Individual words will be sorted from the last character to the first one.
A positional attribute by which the sort will be performed. It is possible to choose from the positional attributes of the corpus.
Sorts the concordance list according to one or more given conditions. Every condition determines one position according to which the individual lines will be compared.
If checked, there remains only one line in the result for all lines whose sort intervals match.
Adds another sort condition.
Deletes the selected sort condition. Selection is made with mouse.
Executes the sort.
Closes the window without executing any sort.
The number of the position which will be compared. Negative numbers mean positions before the chosen boundary, positive numbers mean positions after it. (See also ->Corpus->Statistics.)
Determines the boundary beginning in the same way as in the filter or collocation specifying (see Chapter 4 -- Queries)
Selection from corpus positional attributes.
Ignores case when sorting.
Individual words will be sorted from the last character to the first.
Sorts concordance lines according to an average frequency of words in the given context. After the sorting, the first lines in the concordance contain the most frequent words.
Sorts concordance lines according to group numbers. Groups are sorted in ascending order (the first group has number 1), at the end of the concordance there are lines without group assignment.
Undoes the last change. It displays the previous concordance. A user can cancel the last change (reduction, deletion, P/N-filtering) or sorting. Undo can be used repeatedly. The maximum number of undo steps can be changed in ->Manager->Settings: the default value is 5.

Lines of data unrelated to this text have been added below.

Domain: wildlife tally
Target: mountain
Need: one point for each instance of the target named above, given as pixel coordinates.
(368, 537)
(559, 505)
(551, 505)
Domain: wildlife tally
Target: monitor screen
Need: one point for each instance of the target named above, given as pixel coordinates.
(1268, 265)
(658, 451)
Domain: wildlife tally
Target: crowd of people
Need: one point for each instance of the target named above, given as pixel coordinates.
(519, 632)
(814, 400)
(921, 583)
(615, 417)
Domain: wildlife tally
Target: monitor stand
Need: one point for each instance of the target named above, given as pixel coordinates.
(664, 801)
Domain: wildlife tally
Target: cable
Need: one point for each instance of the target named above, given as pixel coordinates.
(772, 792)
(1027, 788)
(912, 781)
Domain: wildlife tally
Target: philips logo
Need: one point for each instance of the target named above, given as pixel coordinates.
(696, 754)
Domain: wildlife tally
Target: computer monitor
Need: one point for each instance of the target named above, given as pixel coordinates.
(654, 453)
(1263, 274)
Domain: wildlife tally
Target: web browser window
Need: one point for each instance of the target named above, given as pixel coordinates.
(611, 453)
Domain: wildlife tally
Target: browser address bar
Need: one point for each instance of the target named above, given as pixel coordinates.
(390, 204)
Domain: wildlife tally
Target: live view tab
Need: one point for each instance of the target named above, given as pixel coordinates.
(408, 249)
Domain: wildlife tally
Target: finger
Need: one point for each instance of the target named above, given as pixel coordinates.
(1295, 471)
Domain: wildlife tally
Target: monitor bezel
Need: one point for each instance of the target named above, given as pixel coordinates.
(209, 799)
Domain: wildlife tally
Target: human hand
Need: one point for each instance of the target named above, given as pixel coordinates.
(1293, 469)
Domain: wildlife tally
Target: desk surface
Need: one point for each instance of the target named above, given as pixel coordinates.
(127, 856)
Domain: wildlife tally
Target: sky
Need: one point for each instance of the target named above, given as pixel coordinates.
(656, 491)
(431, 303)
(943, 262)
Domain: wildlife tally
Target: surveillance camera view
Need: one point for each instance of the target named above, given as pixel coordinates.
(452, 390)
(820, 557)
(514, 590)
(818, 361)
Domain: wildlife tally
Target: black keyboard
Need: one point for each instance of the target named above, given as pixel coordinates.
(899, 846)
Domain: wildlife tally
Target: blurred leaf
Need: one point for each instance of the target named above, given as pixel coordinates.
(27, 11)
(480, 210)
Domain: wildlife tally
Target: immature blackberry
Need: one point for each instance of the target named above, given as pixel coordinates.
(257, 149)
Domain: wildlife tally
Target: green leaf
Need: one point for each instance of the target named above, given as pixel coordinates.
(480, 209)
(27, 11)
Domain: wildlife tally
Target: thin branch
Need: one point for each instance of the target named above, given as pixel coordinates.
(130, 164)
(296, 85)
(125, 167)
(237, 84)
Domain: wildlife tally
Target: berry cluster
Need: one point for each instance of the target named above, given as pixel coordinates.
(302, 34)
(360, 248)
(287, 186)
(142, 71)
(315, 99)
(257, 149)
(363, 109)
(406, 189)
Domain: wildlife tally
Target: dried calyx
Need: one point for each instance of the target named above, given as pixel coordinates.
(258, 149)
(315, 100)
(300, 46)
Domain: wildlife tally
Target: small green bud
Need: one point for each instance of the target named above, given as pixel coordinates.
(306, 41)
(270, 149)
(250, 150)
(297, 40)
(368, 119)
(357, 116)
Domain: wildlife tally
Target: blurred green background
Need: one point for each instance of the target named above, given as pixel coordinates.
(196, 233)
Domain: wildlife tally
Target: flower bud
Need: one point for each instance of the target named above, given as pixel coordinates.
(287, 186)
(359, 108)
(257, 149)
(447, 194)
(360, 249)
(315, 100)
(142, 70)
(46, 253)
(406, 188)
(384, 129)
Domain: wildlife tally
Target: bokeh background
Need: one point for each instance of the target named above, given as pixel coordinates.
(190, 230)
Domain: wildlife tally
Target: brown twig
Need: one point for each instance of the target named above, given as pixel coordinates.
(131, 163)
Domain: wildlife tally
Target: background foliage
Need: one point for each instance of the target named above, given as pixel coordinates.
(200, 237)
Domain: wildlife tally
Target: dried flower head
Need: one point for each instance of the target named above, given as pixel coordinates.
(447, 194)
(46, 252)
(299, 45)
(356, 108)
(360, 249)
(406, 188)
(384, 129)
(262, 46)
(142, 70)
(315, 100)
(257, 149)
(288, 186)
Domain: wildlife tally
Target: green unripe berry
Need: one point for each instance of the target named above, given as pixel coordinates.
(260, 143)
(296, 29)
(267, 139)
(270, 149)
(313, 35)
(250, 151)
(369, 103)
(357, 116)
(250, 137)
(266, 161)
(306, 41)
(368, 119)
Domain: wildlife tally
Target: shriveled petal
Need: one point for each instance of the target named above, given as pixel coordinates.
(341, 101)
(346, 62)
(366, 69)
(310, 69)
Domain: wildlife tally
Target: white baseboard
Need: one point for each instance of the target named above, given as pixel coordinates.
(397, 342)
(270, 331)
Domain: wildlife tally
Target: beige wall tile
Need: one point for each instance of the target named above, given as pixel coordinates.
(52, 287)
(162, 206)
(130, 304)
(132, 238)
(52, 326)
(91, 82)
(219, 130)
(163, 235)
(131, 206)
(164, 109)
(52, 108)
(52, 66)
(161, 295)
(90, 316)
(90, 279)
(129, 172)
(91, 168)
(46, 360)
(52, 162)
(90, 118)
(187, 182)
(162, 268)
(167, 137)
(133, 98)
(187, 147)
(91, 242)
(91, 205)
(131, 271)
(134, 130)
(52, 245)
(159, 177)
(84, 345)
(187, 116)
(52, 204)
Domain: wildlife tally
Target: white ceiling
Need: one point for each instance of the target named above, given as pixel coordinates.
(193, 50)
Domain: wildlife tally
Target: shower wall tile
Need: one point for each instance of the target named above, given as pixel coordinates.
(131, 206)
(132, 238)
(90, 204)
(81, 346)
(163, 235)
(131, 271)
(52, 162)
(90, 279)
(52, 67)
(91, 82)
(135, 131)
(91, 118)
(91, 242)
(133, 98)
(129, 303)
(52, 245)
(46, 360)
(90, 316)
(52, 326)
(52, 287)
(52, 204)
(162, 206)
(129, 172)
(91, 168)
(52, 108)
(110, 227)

Redo the last undone change.
Gives a name to the current concordance list. If you would like to use the results of a query again you can assign a name to a concordance and go directly to this concordance without a repeated query evaluation. Named concordances are directly accessible from ->Concordance->Named.
The list of all the named concordances is displayed and the requested concordance can be deleted by selecting from the list and pressing the Delete button.
Counts the frequency of words or other attributes, or their sequences in the requested positions.
Only sequences with frequency higher than the entered limit will be included in the result. The default limit of 0 means that all values will be counted. For concordance lists with a large number of lines, the full result can mean a large amount of data being passed from the server and sorted.
Displaying them can take a long time if more than several thousand lines are to be displayed, depending on the computer performance.
Every condition contains:
The attribute name (selected from the corpus positional attributes)
The position which will be compared.
It is possible to further change the way the results are displayed. This can be done using the following controls:
Lines with a frequency less or equal to the entered limit are not displayed in the result. The number of displayed lines is always counted and shown alongside.
There are three possibilities for each entered position to be chosen:
Words will be displayed in the normal way.
Words will be displayed and their subtotal will be displayed. For the last position, the options Show and Sum are identical because the sum is always counted for that position.
Words will not be counted or displayed at all.
Computes the most important collocations in the given context according to the following parameters:
The attribute name: selected from positional attributes
The initial or terminal context position. Positive values are counted to the right from the end of KWIC, negative values are counted from the beginning of KWIC to the left.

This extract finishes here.